The PPRV-S F-protein consists of 546 amino acids similar to that of PPRV-N and RPV F proteins, with a predicted molecular weight (MW) of 59.137 kDa. Comparison of the PPRV fusion protein amino acid sequences as a whole with those of other morbilliviruses (Table 2) showed that the lowest homology was with PDV at 65.6% and the highest homology with PPRV-N at 96.2%.
The alignment of the different F-protein sequences (Fig. 1) revealed a high degree of sequence conservation apart from two main domains and nearly identical hydropathic profiles as observed previously for morbilliviruses [11, 22]. The first domain, signal peptide in the N-terminus of the protein consists of 19 amino acids, out of which 5 residues are variable between PPRV isolates. In the second non-conserved long domain (aa 485–517) which includes the hydrophobic anchor membrane sequence (aa 485–502), only two amino acid variations could be observed between the Asian and African lineage of PPR viruses [11]. A total of 16 cysteine residues identified in this protein of PPRV-S were similar to PPRV-N of which 12 are conserved across morbilliviruses, indicating the conservatory nature of this amino acid in maintaining the tertiary structure. of this protein [5].
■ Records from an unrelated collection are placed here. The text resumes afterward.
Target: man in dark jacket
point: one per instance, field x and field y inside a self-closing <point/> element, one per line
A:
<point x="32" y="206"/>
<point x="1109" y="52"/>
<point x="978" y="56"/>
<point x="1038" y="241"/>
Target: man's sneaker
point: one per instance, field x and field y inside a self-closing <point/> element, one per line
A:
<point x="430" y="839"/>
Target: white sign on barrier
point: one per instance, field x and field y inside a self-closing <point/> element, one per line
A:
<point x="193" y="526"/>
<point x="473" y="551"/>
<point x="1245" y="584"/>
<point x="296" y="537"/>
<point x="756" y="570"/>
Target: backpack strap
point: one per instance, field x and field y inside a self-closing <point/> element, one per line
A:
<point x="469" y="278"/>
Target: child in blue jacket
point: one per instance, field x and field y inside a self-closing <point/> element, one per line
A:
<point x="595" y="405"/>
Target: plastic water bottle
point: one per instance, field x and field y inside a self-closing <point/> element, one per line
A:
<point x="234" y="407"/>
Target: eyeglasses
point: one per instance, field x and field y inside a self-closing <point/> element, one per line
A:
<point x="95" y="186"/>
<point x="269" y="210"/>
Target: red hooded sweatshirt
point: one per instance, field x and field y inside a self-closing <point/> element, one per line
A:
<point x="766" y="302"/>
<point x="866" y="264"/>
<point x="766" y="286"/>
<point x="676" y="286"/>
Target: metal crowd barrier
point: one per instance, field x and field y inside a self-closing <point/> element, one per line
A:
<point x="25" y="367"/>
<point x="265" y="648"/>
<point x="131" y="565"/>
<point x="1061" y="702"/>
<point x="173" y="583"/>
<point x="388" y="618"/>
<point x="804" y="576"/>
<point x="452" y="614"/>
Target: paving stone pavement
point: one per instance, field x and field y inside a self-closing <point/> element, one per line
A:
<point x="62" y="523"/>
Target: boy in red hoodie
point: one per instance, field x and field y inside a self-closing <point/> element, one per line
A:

Comparison of the predicted amino acid (aa) sequence of F protein of PPRV-S with PPRV-N and other morbilliviruses. Dot (.) represent the identity with PPRV-N; dash (-) denotes gap generated during alignment and the difference in aa sequence is represented by a single letter aa code. The signal peptide, potential glycosylation sites (G1–G3), F0 cleavage site and Zinc finger domain are marked appropriately
The paramyxovirus fusion protein normally synthesized as precursor F0, which is cleaved in to two subunits, F1 and F2 linked by a disulfide bond [4]. This cleavage is required for the virus to become fusogenic and thus infective [24]. The cleavage site in PPRV-S is RRTRR at position 104 and 108 is same as that of PPRV-N [11]. The three-glycosylation sites identified in the F2 subunit of PPRV-N were also conserved [11]. The fusion peptide sequence from position 109 to 133 is identical with that of PPRV-N barring one amino acid variation at position 110 (A→V). In the leucine zipper structure detected previously in the paramyxoviruses at position 459–480 of PPRV-S is conserved. At the cytoplasmic tail, the last 22 amino acids (position 525–546) were similar to that of PPRV-N. Here the last 15 amino acids are thought to interact with the M-protein during the virus budding process since an alteration in that domain leads to the abolishment of virion production [11, 26].
Haemagglutinin protein gene
The haemagglutinin (H) protein of morbilliviruses is known to play an important role in virus attachment and induces strong neutralizing antibody response, which is highly protective [27, 28] and being the outermost protein, it is subjected to increased immunological pressure [29]. It is generally believed that the H protein of morbilliviruses lacks the neuraminidase activity, but recently it has been reported that the cytomegalovirus expressed H protein of PPRV and RPV possess neuraminidase, activity also [30].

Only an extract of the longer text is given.